Ангел подняла с пола листки.

— Это мои листки, почему они у тебя?! Ну ты, сучка мелкая! Давай, колись! — И схватила Тинку за волосы.

Та завизжала. Появилась Алена. Ей не слышны были крики, но что-то ей показалось неблагополучным, и она пошла разыскивать исчезнувших подруг.

— Девочки, куда вы?.. — начала было она, но, увидев всю мизансцену, испуганно спросила: — Что здесь происходит?

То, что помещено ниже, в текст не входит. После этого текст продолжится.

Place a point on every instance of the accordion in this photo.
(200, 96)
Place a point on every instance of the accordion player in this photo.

Тинка кинулась ей на грудь, обняла за шею и истерично забормотала:

— Алена, спаси меня от этой сумасшедшей! Я боюсь ее! — И спрятала мокрое лицо на груди у Алены.

Алена как-то и сама побаивалась Ангела, и сразу, и теперь тем более. Непонятная ее история со стариком… В ней есть какая-то тайна. И чего она налетела на Тинку?.. Алена обратила внимание на бумаги, разбросанные по полу, рюкзак, снятый с крючка… И она повторила:

— Что здесь произошло? Мне как хозяйке дома кто-нибудь расскажет?

Она сделала строгий вид. Но какой у нее строгий вид! Кто ее боится! Нет у Алены защиты.

— Рассказывай, — грубо сказала Ангел Тинке и, обращаясь к Алене, пояснила: — Я знаю столько же, сколько и ты, Алена…

Тинка молчала, только всхлипывала и не отрывалась от Алены. Надо было брать ситуацию в руки. Не милицию же вызывать?

— Девочки, мы — не чужие друг другу, мы — друзья, и надо во всем разобраться.

Ангел хмыкнула.

— Да, друзья, — повторила Алена, — идемте в гостиную. А ты, Тинка, перестань реветь и отлепись от меня. Ангел тебя бить не собирается, да и я не позволю. Ты — такой же мой гость, как и она.

Она оторвала руки Тинки от своей шеи, вытерла ей лицо платком и, обняв за плечи, повела в гостиную. Ангел секунду подумала: «А пошли вы все!.. Взять рюкзак, рукопись и уйти. Пусть что хотят, то и делают со всем этим стариковым барахлом». Но Алена прихватила с пола листки. Вздохнув, Ангел пошла за ними.

Они расселись, как прежде, для чаепития.

— Тина, — обратилась Алена к подружке, которую, несмотря ни на что, любила, — скажи, зачем ты лазила к Ангелу в рюкзак?

Меж тем Ангел развязала тесемку рюкзака и вытащила оттуда свернутую «Комсомолку». Тинка со страхом смотрела на это.

— Вот, — сказала Ангел, — видишь, Алена, это она всунула вместо того, что там лежало, а сегодня хотела все подложить на место… Я помешала. Зачем это ей? Объяснить-то можно? Или нельзя?

Тинка была из тех трусих, у которых никогда не возникает даже болезненное «безумство храбрости», она была из тех, у кого от страха заходит «ум за разум» и человек может впасть в истерику или войти в ступор или находиться в состояние бреда.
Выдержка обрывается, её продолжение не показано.